Novamente retornando ao silêncio, a dupla fica quieta por mais alguns minutos, antes de uma última interrupção vinda de Calíope, que estava lentamente ficando mais relaxada e sonolenta. Em verdade, essas perguntas não eram bem o que ela queria falar, mas ela não sabia o que queria falar. Tudo que sabia era que seu coração estava mandando ela dizer algo, só que sem explicar o que.
— Sol.
— Oi...
— Eu prefiro que você me chame de Cali.
Incapaz de segurar uma pequena risada, Sol tenta entender o motivo da garota ainda estar brigando com o sono, mas continua dando atenção para ela, afinal, ela também estava gostando das conversas. Bagunçando o cabelo dela com uma mão, ela se ajeita na cadeira e coloca os pés em cima da cama, em um espaço que a princesa estava deixando vazio.
— Beleza, Cali.
Abrindo um sorriso escondido, Calíope fecha os olhos e se acomoda na cama, preparada para dormir de vez. Vendo isso, Sol sussurrou um "boa noite" e continuou dando carinho na cabeça da garota. Sem planos de dormir, ela fecha os olhos e se concentra nas suas chamas, buscando qualquer movimento.

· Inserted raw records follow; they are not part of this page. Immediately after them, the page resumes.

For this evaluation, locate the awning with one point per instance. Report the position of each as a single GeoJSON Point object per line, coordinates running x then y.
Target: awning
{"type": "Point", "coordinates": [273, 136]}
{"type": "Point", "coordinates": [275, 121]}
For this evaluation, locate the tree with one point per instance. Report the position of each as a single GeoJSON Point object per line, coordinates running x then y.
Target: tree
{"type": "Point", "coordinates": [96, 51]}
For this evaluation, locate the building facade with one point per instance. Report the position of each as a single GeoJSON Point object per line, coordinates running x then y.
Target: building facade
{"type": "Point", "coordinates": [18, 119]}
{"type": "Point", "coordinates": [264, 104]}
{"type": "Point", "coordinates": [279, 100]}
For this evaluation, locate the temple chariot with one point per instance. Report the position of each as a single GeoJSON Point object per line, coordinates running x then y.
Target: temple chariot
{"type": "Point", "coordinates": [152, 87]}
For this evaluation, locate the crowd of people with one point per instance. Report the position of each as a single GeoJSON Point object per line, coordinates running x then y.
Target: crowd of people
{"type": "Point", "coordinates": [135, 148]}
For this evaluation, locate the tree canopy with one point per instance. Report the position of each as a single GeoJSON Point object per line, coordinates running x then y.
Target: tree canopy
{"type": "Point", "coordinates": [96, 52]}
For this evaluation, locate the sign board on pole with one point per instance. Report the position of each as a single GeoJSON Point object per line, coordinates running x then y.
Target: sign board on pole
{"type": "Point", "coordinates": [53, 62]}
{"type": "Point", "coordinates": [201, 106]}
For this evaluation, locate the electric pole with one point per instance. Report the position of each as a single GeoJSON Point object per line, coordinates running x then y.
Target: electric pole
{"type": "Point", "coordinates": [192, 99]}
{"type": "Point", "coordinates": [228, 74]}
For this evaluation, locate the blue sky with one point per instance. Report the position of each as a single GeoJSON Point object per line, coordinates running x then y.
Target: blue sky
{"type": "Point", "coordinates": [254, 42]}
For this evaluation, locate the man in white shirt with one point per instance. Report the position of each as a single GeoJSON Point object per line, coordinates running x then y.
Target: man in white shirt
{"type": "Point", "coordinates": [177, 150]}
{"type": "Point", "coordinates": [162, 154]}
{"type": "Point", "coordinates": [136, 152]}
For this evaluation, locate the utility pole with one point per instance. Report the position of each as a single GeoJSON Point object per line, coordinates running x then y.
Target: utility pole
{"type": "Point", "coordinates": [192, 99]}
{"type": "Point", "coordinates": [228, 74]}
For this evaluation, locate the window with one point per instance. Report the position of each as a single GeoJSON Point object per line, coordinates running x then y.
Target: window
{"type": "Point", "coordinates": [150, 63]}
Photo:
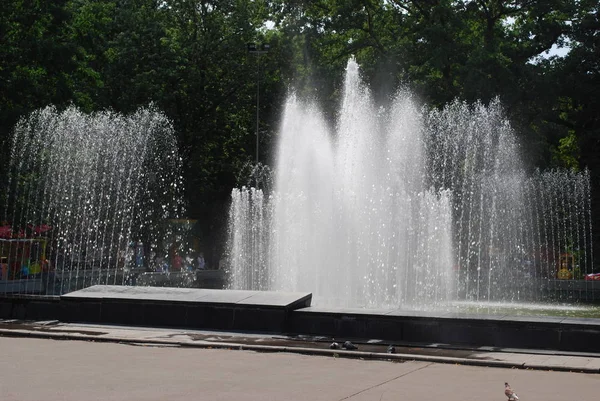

Mas, embora fosse uma estrela, ela não estava acima de alguns limites da vida. O seu cansaço se acomodou em seu corpo, que estava confortável até demais. Aos poucos a mão que estava acariciando Calíope foi desacelerando até parar e seu corpo foi esfriando. As pontas douradas do seu cabelo foram ficando azuladas sem que ela percebesse, seus olhos foram perdendo o brilho e se fechando.
E, com a sua mão repousando sobre a cabeça da princesa, ela dormiu.